21-03-05 // LULLABIES TO PARALYZE
PUTAIN, 13 ans!
Est-il malin d’écrire la première chronique sur son groupe fétiche en commençant par le disque qu’on aime le moins? C’est l’exercice périlleux auquel je me livre aujourd’hui pour vous les cocos [p*tain de blog musical à concept], hasard du calendrier oblige:
Les Reines De l’Âge De Pierre - d’après mes bases d’Ïnglishe, ça devrait sonner aussi ridicule que ça aux oreilles d’un anglophone - ont toujours eu sur moi une emprise qu’on peut qualifier de “fanitude”. Vous savez: celle qui rend aveugle des oreilles, là... J’aurais même à l’époque pu invoquer la magie noire de Séverine Ferrer pour une rencontre exclusive avec mon groupe favori dans un ranch californien, si ça avait la moindre chance d’aboutir (le frein principal étant la tête de cheval de SF, le leader des QOTSA jetant généralement son dévolu sur des belles plantes -> Coucou Brody!). Pour autant, avec le recul, ce ‘Lullabies to Paralyze’ fait figure de discordance dans la carrière musicale incandescente des Queens. Et c’était sans doute pas la meilleure période pour croiser la route enflammée du grand “Elvis roux”, comme certains s’amusent à surnommer Josh Homme outre-Atlantique.
Sans rentrer dans la tambouille compliquée du groupe en 2005 - beaucoup ont déjà attribué la faiblesse de ‘LtoP’ à leurs changements de line-up, en particulier le départ du bassiste originel Nick Oliveri - il ne m’a fallu pas plus de 2-3 écoutes pour me rendre compte que quelque chose couilldéconnait grave avec ce skeud. D’abord, Joshie, c’est quoi cette histoire de ‘Little Sister’?? Un virage clairement pop-rock posé en plein milieu de la galette, comme un chiot abandonné avec les 2 yeux crevés au bord d’une 4 voies:
[Label/Producteur/Reste du groupe]: - « Josh, ‘Burn the witch’ et ‘In my Head’ ça va pas suffire, faut qu’on ponde un autre single, viiiiiiiiite! »
[Josh, avec son accent de cowboy californien qui gobe les r] : - « je vous ai déjà dit que j’avais une p’tite sœuw qui danse vachement bien dewièwe des écrans colorés? »
et ainsi naquit le premier riff/clip musical officiellement hors-sol des QOTSA...
Époque capillaire dite du schnauzer roux pour Josh “Hommie” (sur le clip de ‘Little sister’)

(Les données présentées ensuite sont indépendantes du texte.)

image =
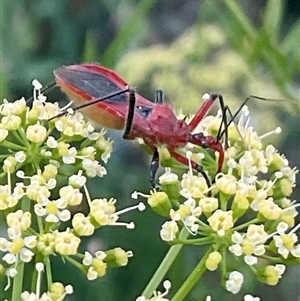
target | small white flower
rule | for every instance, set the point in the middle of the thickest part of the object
(234, 282)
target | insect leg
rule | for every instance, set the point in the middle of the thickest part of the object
(154, 167)
(182, 159)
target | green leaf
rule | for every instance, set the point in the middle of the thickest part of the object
(291, 42)
(129, 30)
(272, 18)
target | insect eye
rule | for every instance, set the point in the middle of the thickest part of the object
(144, 111)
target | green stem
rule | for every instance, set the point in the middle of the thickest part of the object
(196, 241)
(48, 272)
(164, 266)
(193, 278)
(13, 146)
(18, 279)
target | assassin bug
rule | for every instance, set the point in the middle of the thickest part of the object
(120, 107)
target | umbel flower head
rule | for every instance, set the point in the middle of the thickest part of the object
(247, 213)
(45, 164)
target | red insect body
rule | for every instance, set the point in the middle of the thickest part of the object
(156, 123)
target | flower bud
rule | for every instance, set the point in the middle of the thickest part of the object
(160, 203)
(57, 290)
(170, 184)
(282, 188)
(117, 257)
(240, 205)
(213, 260)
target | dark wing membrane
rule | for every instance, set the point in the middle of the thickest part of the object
(96, 85)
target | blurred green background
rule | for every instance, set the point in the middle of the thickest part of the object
(186, 48)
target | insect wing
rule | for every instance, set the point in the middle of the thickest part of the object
(88, 82)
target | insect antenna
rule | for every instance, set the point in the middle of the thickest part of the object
(90, 103)
(47, 88)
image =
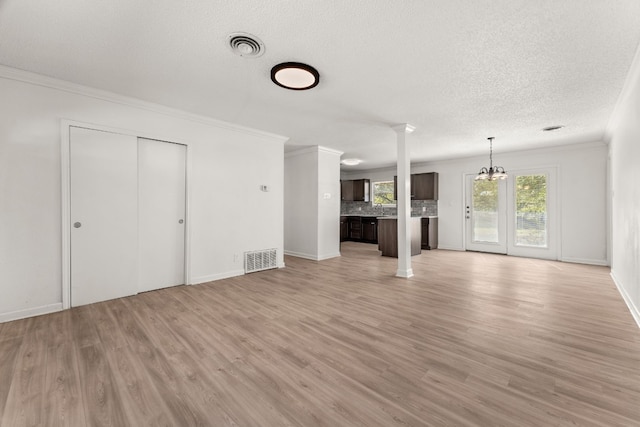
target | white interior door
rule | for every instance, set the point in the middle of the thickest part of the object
(486, 215)
(162, 201)
(104, 203)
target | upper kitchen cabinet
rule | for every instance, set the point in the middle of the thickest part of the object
(356, 190)
(424, 186)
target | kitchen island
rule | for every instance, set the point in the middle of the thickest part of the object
(388, 235)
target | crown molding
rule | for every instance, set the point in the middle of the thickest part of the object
(23, 76)
(632, 80)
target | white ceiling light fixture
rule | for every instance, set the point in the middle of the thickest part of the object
(245, 45)
(493, 172)
(295, 76)
(351, 162)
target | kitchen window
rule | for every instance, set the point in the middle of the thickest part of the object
(383, 193)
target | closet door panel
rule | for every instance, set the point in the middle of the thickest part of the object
(162, 201)
(104, 212)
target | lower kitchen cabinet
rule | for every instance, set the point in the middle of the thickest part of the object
(359, 229)
(370, 230)
(355, 228)
(429, 233)
(344, 228)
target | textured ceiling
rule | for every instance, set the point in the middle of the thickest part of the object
(459, 71)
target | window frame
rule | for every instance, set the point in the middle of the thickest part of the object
(374, 185)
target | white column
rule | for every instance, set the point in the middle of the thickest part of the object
(404, 201)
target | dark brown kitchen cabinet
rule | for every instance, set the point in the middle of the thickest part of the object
(429, 233)
(356, 190)
(344, 228)
(355, 228)
(370, 230)
(424, 186)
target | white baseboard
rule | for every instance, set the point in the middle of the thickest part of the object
(602, 262)
(312, 257)
(301, 255)
(450, 248)
(30, 312)
(214, 277)
(328, 256)
(625, 296)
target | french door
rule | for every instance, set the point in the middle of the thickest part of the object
(516, 216)
(486, 215)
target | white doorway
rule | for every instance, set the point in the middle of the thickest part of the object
(162, 203)
(516, 216)
(126, 217)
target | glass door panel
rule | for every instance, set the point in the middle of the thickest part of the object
(486, 215)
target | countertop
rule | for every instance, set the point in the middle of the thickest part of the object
(388, 216)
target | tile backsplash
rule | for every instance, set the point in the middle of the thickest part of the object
(367, 208)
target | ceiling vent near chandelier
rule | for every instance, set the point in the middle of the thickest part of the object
(246, 45)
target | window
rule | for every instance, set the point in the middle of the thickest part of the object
(485, 211)
(531, 210)
(383, 193)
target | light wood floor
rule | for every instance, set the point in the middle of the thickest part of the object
(472, 339)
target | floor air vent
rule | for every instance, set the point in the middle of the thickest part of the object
(259, 260)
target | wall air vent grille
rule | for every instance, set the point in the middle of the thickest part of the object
(260, 260)
(246, 45)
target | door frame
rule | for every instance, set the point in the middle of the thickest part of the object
(65, 182)
(554, 251)
(500, 247)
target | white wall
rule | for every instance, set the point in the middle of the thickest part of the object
(228, 213)
(328, 203)
(301, 203)
(312, 222)
(625, 191)
(582, 176)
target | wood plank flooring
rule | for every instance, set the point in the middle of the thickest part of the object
(472, 340)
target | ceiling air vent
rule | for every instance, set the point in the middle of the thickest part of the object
(246, 45)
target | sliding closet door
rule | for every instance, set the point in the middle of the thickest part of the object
(104, 229)
(162, 169)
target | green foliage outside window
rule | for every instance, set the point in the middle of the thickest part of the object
(531, 193)
(383, 193)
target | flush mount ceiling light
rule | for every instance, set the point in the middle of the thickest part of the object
(493, 172)
(295, 76)
(245, 45)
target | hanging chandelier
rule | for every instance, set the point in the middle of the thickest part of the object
(494, 172)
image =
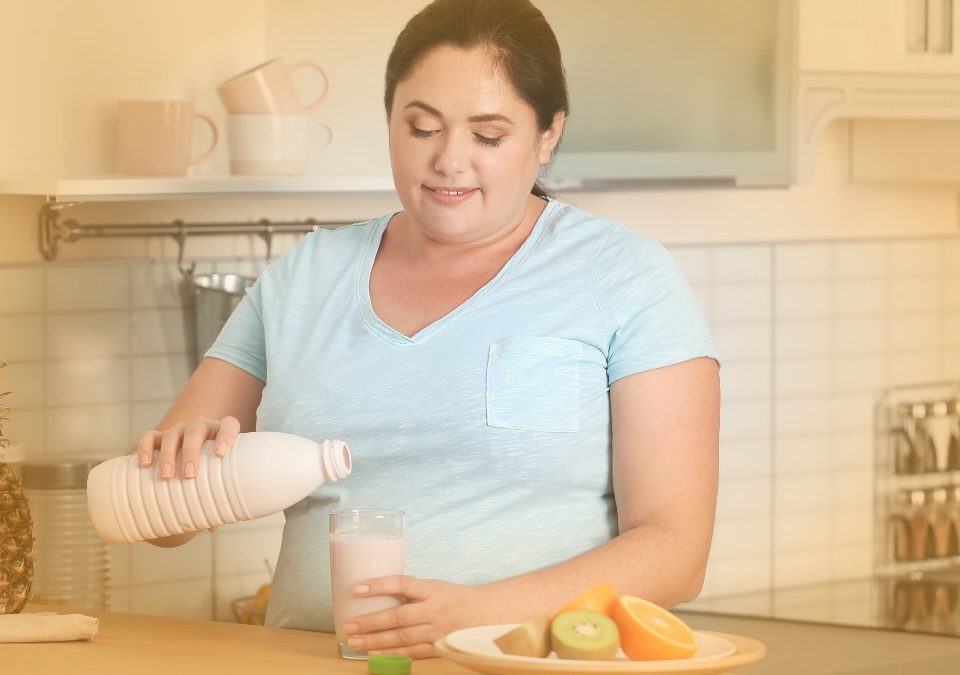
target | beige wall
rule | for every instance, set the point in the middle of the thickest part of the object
(84, 56)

Dans tout ce que les Queens ont pondu en plus de 20 années d’existence, aucun morceau ne m’est plus sorti par les orbites que ce satané “Petite sœur”. On pourrait facilement le rapprocher du dernier tube des QOTSA ‘The way you used to do’, qui peut d’abord irriter les tympans des connaisseurs, mais finit par se sauver grâce à une dose assumée et bienvenue d’autodérision. Alors que là, bin... c’est juste moche et plat à souhait! (cf. ziii shitty haircut ci-dessus).
2° indice qu’on se faisait quand même un peu rouler dans la farine - qui a au moins le mérite de vertus stupéfiantes chez les QOTSA - le track 6 ‘In my Head’ qui est une resucée d’un projet parallèle que nul fan n’est censé ignorer: les ‘Desert Sessions’.
L’album souffre par conséquent d’un ventre mou à mi-parcours, qui rend bien difficile l’attrapage de ces libellules du désert. A ce moment, le fan tombe forcément en nostalgie du précédent EP ‘Songs for the Death’ et son réglage millimétré, où chaque tube était enrobé comme un bonbon dans des extraits de radios aussi bizarres qu’exotiques.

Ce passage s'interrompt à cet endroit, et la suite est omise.